Brian Cregan (born 1961) is an Irish judge who has served as a Judge of the High Court since April 2014 and is the current Chairperson of the IBRC commission of investigation.

== Early career ==
Cregan attended Gonzaga College. He attended St John's College, Oxford and the King's Inns. He became a barrister in 1990 and a senior counsel in 2004. His practice focused on competition law and commercial law. He has represented Seán Quinn in the High Court in disputes against Anglo Irish Bank.

== Judicial career ==
=== High Court ===
He was appointed to the High Court in April 2014. Cregan presided over cases in the Commercial Court. He has heard cases involving intellectual property law, procurement law, defamation, insolvency law, and consumer law.

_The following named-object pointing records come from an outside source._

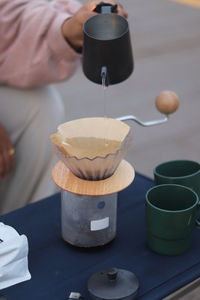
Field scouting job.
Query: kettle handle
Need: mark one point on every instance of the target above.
(105, 8)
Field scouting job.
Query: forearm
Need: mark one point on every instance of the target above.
(32, 48)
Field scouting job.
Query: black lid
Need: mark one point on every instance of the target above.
(112, 284)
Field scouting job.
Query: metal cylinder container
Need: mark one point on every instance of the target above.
(88, 221)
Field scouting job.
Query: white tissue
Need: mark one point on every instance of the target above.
(13, 257)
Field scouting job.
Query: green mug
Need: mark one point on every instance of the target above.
(183, 172)
(171, 217)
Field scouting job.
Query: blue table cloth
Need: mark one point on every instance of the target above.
(58, 268)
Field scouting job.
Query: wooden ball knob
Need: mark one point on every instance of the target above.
(167, 102)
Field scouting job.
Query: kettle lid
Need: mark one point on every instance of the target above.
(113, 283)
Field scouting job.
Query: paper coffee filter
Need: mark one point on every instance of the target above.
(92, 137)
(92, 148)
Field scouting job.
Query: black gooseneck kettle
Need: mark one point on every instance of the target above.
(107, 51)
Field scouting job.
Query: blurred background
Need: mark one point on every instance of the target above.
(166, 46)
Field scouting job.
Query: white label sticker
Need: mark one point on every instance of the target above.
(99, 224)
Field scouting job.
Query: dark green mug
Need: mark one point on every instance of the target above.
(171, 217)
(183, 172)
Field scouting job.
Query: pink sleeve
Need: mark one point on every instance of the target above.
(33, 51)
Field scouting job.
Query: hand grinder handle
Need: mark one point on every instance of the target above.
(105, 8)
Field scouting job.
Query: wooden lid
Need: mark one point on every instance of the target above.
(66, 180)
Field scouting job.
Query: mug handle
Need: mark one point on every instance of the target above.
(198, 216)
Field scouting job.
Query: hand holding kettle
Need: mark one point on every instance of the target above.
(72, 28)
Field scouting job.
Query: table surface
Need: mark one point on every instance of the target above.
(58, 268)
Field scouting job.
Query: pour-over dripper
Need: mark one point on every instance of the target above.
(92, 148)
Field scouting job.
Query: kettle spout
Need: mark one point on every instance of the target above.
(104, 77)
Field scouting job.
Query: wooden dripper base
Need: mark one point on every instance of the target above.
(89, 208)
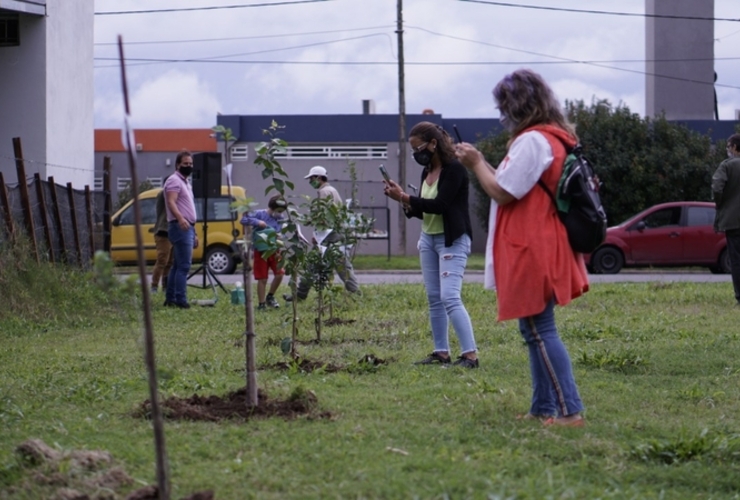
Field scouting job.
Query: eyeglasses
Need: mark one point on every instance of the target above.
(420, 148)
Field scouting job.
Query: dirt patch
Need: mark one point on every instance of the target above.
(338, 321)
(77, 475)
(234, 406)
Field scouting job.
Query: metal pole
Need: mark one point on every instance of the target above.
(401, 127)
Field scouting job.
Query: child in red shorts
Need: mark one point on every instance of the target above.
(265, 221)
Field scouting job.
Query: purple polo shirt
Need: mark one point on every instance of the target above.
(178, 184)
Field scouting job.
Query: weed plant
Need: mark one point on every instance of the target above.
(41, 296)
(657, 367)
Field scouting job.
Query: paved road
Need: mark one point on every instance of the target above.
(390, 277)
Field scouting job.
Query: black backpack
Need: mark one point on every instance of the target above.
(578, 203)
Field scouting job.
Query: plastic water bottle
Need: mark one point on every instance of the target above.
(237, 294)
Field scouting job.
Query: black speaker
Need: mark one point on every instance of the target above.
(206, 175)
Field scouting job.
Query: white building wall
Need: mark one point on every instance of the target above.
(682, 52)
(70, 130)
(46, 92)
(23, 98)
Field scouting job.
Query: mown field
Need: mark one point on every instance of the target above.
(658, 367)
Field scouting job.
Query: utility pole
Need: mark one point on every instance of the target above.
(401, 126)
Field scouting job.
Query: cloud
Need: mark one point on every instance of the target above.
(174, 99)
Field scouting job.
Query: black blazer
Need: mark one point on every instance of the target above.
(451, 202)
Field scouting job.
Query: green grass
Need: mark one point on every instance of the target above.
(373, 263)
(657, 367)
(404, 263)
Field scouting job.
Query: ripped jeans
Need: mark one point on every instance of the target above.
(443, 268)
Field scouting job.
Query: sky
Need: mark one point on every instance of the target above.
(281, 57)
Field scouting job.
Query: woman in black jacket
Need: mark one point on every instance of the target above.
(444, 244)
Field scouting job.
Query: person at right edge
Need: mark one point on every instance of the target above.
(726, 193)
(533, 264)
(444, 244)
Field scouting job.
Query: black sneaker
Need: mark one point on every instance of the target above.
(466, 362)
(271, 302)
(432, 359)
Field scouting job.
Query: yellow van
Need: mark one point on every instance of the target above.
(224, 227)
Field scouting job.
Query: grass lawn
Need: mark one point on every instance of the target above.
(658, 366)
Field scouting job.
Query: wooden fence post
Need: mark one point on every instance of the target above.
(25, 200)
(75, 226)
(6, 208)
(58, 219)
(90, 225)
(108, 204)
(43, 213)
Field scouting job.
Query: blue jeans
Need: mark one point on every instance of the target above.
(443, 268)
(182, 255)
(554, 390)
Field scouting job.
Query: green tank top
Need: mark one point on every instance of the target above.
(432, 223)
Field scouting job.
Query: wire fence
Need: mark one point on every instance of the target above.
(63, 224)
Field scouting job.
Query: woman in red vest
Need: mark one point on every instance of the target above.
(528, 258)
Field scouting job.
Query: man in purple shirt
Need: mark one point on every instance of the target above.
(181, 218)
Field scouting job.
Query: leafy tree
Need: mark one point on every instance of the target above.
(640, 161)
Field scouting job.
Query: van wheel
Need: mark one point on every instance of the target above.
(220, 260)
(607, 260)
(724, 262)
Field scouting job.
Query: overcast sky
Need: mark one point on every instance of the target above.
(325, 57)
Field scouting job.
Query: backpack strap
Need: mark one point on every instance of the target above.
(568, 151)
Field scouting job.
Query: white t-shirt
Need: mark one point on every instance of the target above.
(525, 162)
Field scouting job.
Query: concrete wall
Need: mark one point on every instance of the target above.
(70, 127)
(46, 92)
(683, 89)
(23, 98)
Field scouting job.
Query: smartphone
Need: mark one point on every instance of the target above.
(384, 173)
(457, 133)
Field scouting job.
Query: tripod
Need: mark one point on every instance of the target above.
(207, 273)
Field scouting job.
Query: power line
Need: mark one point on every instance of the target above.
(215, 7)
(256, 37)
(145, 61)
(604, 12)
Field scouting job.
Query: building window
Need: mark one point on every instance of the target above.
(123, 183)
(239, 153)
(9, 30)
(337, 151)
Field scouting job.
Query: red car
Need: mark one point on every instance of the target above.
(670, 234)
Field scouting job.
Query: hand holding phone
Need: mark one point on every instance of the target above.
(457, 133)
(384, 173)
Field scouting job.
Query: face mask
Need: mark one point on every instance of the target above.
(507, 122)
(423, 157)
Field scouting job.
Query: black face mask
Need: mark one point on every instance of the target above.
(423, 157)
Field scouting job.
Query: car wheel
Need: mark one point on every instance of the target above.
(220, 260)
(607, 260)
(724, 262)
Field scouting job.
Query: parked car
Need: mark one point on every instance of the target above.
(224, 228)
(669, 234)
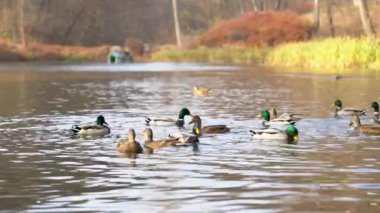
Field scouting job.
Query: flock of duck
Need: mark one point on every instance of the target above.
(274, 127)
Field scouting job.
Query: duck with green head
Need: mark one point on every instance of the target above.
(129, 145)
(284, 116)
(168, 121)
(289, 135)
(99, 128)
(367, 129)
(340, 111)
(376, 114)
(267, 122)
(161, 143)
(211, 129)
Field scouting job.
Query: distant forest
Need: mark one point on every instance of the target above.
(97, 22)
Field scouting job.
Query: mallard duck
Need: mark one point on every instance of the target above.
(279, 123)
(212, 129)
(98, 128)
(340, 111)
(156, 144)
(169, 122)
(290, 135)
(200, 90)
(367, 129)
(283, 117)
(129, 145)
(376, 114)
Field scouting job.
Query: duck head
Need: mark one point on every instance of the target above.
(272, 112)
(375, 106)
(292, 133)
(101, 121)
(338, 104)
(355, 121)
(148, 135)
(264, 114)
(183, 112)
(131, 135)
(196, 120)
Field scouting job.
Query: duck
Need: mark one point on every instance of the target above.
(376, 114)
(169, 122)
(129, 145)
(200, 91)
(284, 116)
(98, 128)
(279, 123)
(212, 129)
(161, 143)
(185, 137)
(367, 129)
(289, 135)
(340, 111)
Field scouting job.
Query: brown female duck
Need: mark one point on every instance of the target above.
(130, 145)
(212, 129)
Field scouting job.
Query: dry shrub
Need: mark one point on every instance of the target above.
(258, 29)
(38, 51)
(303, 8)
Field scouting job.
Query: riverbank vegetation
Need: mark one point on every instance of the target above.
(49, 52)
(306, 33)
(342, 52)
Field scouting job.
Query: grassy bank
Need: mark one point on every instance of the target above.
(227, 54)
(47, 52)
(340, 53)
(328, 53)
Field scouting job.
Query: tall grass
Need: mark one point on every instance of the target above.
(227, 54)
(328, 53)
(253, 30)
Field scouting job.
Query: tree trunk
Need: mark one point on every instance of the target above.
(364, 16)
(330, 17)
(277, 5)
(176, 23)
(20, 8)
(316, 16)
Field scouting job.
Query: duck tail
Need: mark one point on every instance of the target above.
(75, 129)
(147, 120)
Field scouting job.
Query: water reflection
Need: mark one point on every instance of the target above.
(43, 169)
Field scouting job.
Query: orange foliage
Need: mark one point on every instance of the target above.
(37, 51)
(258, 29)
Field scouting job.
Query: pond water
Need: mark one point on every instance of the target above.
(43, 169)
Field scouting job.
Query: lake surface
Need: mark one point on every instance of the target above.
(43, 169)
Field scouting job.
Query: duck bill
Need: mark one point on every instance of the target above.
(198, 131)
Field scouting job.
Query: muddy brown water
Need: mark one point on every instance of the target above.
(43, 169)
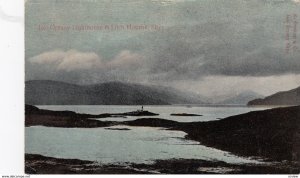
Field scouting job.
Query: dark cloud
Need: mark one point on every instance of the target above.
(199, 39)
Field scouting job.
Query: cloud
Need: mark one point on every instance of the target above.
(126, 59)
(68, 60)
(73, 60)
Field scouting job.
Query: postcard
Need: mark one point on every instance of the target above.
(162, 87)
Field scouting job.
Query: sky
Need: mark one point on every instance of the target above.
(209, 47)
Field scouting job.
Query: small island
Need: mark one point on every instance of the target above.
(184, 114)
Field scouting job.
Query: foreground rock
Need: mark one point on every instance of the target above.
(273, 133)
(69, 119)
(38, 164)
(35, 116)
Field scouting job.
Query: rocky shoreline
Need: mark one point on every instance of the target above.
(272, 134)
(38, 164)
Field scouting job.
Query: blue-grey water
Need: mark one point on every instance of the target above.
(209, 113)
(136, 145)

He adjudicated a dispute between Rory McIlroy and his management company Horizon Sports Management in 2015. He was responsible for introducing a three strikes policy for Irish internet service provider UPC Ireland for piracy of copyrighted works by its customers.

=== IBRC Commission ===
Cregan was appointed as chairperson of the IBRC commission of investigation in July 2015, replacing Daniel O'Keeffe. The commission's purpose is to investigate the sale of the company Siteserv by the Irish Bank Resolution Corporation to Denis O'Brien. He delivered the sixth interim report of the Commission in June 2019. Taoiseach Leo Varadkar announced that Cregan's reporting timeframe would continue to 31 March 2020. As of December 2018, the commission had considered 102 statements and dealt with over 500,000 pages of documents.

The final extension for the commission to complete its investigation was for June 2020.

The commission published its final report in May 2023. His role on the commission was full time, meaning that he was not available to hear cases in the High Court during this period.

== Other work ==
In 2013, Cregan published, Parnell: A Novel, a novelised account of the life of Charles Stewart Parnell, which took ten years to research.